Menurut Dianto, warga seperti di Sukahaji sebenarnya berhak atas tanah yang mereka tempati. Hukum memberi prioritas kepada warga yang sudah menguasai tanah negara lebih dari 10 tahun untuk mendapat hak atas tanah tersebut. Ia menegaskan, Badan Pertanahan Nasional (BPN) seharusnya berpegang pada aturan yang ada untuk menentukan siapa yang paling berhak, dan apa dasar hak tersebut. “Setiap orang punya hak yang sama untuk mendapatkan tanah, termasuk di atas tanah negara,” kata Dianto.
Sebagai mantan Komisioner Komnas HAM (2012–2017), Dianto juga menyoroti mengapa banyak warga tidak memiliki sertifikat. Bukan karena tidak mau mengurus, melainkan karena ada hambatan struktural yang membuat mereka tetap dalam posisi lemah. Penelitiannya menemukan tiga alasan utama: keterbatasan ekonomi, anggapan bahwa mereka tidak punya hak, dan persepsi bahwa birokrasi pertanahan sangat rumit. “Sekarang mungkin lebih mudah, tapi di masyarakat tetap dianggap mahal dan ribet,” ujarnya.

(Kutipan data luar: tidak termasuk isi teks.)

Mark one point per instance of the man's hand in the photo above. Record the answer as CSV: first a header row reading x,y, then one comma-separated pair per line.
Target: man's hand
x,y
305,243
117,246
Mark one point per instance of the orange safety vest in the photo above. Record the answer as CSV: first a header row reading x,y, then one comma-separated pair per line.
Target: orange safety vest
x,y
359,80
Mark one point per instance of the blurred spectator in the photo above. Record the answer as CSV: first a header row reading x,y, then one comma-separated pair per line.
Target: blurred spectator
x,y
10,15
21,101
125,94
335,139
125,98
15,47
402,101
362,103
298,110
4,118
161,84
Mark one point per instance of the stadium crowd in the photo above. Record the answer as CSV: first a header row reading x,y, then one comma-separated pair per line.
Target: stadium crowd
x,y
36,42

Warga yang mencoba mengurus sertifikat ke BPN juga sering ditolak dengan alasan tidak memenuhi syarat. Padahal, Kementerian ATR/BPN sudah mengizinkan penerbitan sertifikat dengan bukti penguasaan fisik dan kesaksian warga sekitar. Namun, aturan ini sering tidak diterapkan di lapangan.
Konflik agraria di kota juga sering dilakukan lewat cara yang memecah solidaritas warga. Salah satunya dengan memberi kompensasi sepihak kepada sebagian warga yang sedang kesulitan ekonomi. Mereka lalu dijadikan saksi untuk melawan warga lain yang menolak pindah. Pola ini menimbulkan konflik antarwarga dan melemahkan ketahanan sosial.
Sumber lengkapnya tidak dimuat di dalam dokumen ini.